Introduction to ESPs: Theory of Operations: Collecting
Let’s stop here and reassess what’s taking place inside the precipitator. Gas molecules around the discharge electrode are positively ionized and generate an avalanche of free electrons. These free electrons race as fast as they can away from the strong negative field that surrounds the discharge electrode and get captured as they encounter gas molecules in the inter-electrode area. This creates negative gas ions that then accumulate on nearby PM and the net result is negatively charged particles that are repulsed by the negative electric field surrounding the DE and strongly attracted to the CE. This induces the negatively charge PM to migrate toward the grounded collection plate where it accumulates, and all of this happens in the blink of an eye.
Precipitation of Particulate Matter
The point when PM sticks to the CE and starts to form a layer is called precipitation.

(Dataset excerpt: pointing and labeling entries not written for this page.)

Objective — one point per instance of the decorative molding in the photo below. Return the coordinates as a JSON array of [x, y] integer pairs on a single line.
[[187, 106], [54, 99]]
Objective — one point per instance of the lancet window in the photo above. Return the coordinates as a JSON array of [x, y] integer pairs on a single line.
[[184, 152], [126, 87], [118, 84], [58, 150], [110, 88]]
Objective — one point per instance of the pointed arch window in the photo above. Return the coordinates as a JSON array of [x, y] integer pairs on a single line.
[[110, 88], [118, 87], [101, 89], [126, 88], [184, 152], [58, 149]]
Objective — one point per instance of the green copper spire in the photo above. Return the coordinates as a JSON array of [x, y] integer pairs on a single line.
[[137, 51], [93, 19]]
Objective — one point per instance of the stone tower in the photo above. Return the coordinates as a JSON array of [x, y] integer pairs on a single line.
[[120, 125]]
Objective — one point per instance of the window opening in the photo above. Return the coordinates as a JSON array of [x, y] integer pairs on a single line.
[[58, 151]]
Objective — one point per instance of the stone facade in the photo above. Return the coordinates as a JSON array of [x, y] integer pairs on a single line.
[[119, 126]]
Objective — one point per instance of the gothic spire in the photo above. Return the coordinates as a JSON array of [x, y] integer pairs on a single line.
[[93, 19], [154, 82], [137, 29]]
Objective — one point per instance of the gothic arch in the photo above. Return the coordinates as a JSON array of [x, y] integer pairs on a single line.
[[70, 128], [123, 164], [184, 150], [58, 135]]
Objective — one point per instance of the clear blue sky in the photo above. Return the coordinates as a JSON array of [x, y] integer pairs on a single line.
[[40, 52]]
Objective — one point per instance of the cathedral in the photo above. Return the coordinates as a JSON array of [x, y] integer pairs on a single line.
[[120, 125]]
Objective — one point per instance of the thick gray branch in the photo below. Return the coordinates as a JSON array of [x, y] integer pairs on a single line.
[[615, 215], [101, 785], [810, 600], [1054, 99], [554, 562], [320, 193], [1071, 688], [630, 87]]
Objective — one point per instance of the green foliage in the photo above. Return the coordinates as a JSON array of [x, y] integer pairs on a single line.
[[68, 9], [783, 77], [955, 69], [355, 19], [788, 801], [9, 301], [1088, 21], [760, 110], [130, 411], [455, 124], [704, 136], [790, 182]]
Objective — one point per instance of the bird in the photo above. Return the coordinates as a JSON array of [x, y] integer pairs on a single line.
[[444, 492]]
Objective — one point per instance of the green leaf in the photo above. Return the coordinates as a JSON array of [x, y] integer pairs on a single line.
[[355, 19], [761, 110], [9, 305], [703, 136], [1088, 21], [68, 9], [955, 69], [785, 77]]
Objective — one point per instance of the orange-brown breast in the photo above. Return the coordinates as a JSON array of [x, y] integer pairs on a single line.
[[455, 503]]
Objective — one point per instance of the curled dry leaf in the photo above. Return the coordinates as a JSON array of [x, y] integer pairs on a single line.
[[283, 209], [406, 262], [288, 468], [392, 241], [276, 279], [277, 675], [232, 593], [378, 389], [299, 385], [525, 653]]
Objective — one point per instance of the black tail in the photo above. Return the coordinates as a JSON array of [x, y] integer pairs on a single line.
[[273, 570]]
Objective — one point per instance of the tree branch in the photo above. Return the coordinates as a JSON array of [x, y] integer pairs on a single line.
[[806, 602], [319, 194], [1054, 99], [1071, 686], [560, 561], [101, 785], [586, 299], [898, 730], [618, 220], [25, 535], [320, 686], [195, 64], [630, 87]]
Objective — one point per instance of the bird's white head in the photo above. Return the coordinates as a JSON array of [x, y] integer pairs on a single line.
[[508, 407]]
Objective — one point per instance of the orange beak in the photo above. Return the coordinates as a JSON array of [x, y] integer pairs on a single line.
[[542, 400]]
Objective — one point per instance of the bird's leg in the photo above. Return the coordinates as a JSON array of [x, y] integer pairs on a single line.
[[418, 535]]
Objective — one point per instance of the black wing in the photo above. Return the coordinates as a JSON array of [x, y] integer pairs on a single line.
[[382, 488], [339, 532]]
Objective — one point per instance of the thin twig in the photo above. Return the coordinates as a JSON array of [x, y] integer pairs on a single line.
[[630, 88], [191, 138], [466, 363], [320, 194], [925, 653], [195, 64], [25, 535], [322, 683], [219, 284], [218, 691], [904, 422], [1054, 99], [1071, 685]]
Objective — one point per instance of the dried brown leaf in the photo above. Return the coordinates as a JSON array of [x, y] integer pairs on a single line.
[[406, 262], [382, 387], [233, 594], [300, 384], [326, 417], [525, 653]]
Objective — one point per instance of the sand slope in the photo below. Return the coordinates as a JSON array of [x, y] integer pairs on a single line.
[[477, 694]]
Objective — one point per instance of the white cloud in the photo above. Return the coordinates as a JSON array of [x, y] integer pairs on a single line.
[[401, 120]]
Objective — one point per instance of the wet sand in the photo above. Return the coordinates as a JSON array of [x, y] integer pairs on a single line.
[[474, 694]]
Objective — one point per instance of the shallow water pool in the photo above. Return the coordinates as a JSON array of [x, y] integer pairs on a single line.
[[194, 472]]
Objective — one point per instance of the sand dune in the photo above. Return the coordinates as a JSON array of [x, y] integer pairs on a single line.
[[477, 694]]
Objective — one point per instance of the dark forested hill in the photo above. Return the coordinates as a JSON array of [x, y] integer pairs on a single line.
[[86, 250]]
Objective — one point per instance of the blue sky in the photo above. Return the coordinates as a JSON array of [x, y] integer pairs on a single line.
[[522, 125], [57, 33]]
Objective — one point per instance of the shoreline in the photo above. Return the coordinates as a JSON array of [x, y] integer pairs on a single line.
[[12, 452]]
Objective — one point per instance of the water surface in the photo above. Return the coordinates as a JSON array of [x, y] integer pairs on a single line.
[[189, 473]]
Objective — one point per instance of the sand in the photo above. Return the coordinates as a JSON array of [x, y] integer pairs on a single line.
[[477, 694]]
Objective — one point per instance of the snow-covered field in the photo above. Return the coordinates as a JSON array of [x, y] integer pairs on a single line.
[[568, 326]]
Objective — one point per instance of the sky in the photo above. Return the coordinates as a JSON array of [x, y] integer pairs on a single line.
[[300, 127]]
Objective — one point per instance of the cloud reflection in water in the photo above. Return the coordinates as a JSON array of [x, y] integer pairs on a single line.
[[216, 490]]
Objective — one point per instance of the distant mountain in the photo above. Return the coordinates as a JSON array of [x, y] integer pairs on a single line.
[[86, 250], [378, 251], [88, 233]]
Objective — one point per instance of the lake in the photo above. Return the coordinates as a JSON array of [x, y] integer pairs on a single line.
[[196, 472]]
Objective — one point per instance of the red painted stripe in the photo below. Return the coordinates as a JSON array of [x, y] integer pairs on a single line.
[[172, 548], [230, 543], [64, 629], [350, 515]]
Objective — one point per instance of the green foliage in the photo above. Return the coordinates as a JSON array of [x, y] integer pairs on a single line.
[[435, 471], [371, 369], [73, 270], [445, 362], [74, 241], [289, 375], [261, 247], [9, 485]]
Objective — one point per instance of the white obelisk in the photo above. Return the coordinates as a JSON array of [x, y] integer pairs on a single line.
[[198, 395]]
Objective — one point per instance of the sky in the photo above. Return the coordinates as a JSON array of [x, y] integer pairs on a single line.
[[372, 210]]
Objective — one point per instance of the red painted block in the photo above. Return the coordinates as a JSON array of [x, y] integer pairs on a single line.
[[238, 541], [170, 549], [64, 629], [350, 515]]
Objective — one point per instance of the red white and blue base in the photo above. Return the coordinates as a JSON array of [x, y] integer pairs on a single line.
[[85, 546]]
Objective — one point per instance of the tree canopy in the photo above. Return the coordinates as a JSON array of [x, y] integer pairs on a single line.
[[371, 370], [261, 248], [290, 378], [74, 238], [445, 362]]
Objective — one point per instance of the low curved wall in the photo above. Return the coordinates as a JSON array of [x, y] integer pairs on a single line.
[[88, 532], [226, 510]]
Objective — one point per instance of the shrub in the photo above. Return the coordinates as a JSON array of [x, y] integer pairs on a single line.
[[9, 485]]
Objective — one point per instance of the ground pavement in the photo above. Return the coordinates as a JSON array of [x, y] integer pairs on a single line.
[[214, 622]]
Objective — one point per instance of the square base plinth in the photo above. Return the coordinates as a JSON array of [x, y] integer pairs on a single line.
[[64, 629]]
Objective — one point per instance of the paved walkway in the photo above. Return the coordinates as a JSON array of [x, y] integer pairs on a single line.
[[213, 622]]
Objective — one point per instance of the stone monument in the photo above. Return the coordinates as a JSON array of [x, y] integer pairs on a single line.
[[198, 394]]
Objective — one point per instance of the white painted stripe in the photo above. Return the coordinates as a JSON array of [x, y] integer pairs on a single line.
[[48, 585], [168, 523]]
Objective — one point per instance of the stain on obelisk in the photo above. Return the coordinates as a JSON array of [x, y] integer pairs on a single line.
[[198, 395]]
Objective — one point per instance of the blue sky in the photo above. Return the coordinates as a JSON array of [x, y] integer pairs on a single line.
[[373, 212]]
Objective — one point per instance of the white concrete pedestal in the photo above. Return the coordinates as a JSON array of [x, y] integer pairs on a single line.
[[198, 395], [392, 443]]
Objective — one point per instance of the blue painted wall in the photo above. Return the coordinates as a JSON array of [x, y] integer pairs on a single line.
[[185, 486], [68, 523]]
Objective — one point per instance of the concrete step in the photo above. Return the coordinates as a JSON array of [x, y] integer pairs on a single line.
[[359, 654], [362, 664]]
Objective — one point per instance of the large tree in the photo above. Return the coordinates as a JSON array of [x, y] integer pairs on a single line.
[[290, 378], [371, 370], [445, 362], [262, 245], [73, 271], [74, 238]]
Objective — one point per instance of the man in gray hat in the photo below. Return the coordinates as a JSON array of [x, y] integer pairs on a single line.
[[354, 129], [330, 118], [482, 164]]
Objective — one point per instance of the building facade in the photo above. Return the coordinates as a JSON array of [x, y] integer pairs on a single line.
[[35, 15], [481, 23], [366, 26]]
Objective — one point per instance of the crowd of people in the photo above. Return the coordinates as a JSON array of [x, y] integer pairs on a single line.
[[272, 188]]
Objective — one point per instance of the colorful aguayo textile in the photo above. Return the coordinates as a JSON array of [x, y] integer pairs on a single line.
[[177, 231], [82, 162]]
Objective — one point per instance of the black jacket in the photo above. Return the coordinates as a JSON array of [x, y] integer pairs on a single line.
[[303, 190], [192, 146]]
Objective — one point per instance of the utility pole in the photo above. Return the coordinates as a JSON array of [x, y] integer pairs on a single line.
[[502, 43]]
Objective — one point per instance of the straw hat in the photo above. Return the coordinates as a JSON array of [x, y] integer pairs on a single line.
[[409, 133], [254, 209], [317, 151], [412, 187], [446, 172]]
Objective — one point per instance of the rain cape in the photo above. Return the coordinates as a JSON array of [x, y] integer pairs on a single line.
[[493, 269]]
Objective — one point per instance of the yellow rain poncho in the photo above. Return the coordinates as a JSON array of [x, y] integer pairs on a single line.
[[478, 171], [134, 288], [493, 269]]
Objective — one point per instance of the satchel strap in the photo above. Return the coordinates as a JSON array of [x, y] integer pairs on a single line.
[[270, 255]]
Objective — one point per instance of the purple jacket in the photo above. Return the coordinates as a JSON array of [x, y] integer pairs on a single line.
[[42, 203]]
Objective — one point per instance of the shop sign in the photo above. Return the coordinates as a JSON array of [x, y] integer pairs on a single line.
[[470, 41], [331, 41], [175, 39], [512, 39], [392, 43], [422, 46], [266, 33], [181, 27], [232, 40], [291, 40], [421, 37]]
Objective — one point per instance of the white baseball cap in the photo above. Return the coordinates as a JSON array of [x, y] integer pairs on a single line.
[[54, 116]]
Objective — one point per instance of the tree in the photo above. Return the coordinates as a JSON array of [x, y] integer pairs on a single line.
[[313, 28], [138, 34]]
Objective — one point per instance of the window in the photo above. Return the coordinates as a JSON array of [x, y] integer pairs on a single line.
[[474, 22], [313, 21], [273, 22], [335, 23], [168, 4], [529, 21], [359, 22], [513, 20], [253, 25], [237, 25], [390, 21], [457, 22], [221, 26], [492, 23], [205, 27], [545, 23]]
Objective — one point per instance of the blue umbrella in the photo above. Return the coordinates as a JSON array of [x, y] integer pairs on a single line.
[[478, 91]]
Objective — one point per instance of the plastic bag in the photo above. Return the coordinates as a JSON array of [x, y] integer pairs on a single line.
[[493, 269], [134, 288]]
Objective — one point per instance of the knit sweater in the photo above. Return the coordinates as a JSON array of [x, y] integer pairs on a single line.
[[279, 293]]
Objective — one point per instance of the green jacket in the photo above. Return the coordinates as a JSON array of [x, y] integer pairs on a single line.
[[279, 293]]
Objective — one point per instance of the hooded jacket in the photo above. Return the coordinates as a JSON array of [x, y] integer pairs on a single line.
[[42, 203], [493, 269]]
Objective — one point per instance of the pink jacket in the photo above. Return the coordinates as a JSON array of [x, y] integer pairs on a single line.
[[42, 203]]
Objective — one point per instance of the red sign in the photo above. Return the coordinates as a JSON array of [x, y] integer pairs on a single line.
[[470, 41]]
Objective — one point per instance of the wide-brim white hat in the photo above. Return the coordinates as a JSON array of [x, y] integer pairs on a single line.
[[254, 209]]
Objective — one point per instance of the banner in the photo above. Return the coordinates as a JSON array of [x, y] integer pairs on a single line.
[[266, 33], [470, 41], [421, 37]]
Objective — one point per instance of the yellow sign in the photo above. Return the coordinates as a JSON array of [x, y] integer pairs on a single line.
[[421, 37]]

The chemistry definition of precipitation is œthe process of separating a substance from a solution as a solid. In the case of ESPs, PM matter is separated from the flue-gas solution by electrostatic attraction that causes it to precipitate onto the collection plate.
Neutralization & Clamping Forces
Once charged PM reaches the grounded CE, the charge on the particle is partially discharged and slowly leaked to the grounded collection plate. It is this retained charge that contributes to the inter-molecular adhesive and cohesive forces that holds the PM onto the CE. Adhesive forces cause the particles to physically hold on to each other because of their dissimilar surfaces. Newly arrived particles are held to the collected particles by cohesive forces; particles are attracted and held to each other molecularly. The accumulating dust layer is allowed to build up on the plate until a desired thickness is achieved and the particle removal cycle is initiated.